Mihri Hanım oldukça eğlenceli, deli dolu, renkli bir kişiliktir. Bir paşa çocuğudur. Annesi Rum kökenli Fatma Neședil Hanım, babası Doktor Çerkez Ahmet Rasim Paşa’dır. Babası ona bu ismi koymuştur. “Mihri” güneş demektir. O da Türk resmine bir güneş gibi doğacaktır. Rasim Paşa döneminin Askeri Tıbbiyesinde önemli doktorlardan birisidir.

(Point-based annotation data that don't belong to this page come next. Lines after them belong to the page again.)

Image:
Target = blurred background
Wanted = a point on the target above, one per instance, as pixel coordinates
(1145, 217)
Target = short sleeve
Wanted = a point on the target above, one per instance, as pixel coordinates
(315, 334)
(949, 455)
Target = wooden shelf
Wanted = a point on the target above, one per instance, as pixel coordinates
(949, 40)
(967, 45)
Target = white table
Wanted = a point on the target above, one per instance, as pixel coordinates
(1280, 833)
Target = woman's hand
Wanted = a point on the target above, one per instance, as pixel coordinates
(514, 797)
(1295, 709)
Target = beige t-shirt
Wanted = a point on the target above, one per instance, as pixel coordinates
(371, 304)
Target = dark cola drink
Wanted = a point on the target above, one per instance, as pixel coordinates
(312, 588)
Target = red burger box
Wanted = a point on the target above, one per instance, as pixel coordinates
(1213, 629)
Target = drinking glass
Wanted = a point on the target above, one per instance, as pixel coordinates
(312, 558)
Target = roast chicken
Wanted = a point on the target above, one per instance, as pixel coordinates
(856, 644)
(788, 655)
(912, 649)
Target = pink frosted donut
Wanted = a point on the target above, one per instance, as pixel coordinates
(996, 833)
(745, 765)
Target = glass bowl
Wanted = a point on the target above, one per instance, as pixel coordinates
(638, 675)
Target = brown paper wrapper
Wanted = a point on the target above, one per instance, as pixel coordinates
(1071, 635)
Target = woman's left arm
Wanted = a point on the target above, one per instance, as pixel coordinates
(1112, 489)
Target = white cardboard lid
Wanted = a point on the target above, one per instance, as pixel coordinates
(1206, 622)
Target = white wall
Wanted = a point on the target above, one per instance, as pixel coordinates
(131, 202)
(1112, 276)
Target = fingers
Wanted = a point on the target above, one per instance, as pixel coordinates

Mihri Hanım evde küçüklüğünden beri konak eğitimi alır; yabancı dil öğrenir, müzik eğitimi alır, piyano çalmayı öğrenir, resim dersleri alır. Bu şekilde çok yönlü bir biçimde kendini oldukça geliştirmiş bir kadındır. Mihri Hanım, 26 Şubat 1986’da Kadıköy’de doğmuştur.

16-17 yaşlarında iken gönlünü İtalyan bir sirk cambaza kaptıracaktır. Ardından bir gemiye atlayıp onunla birlikte Roma’ya kaçar. Aile büyükleri araya girer evde büyük bir kıyamet kopar. Gerekçe olarak resim dersleri için Roma’ya gittiğinin söylenmesini ister.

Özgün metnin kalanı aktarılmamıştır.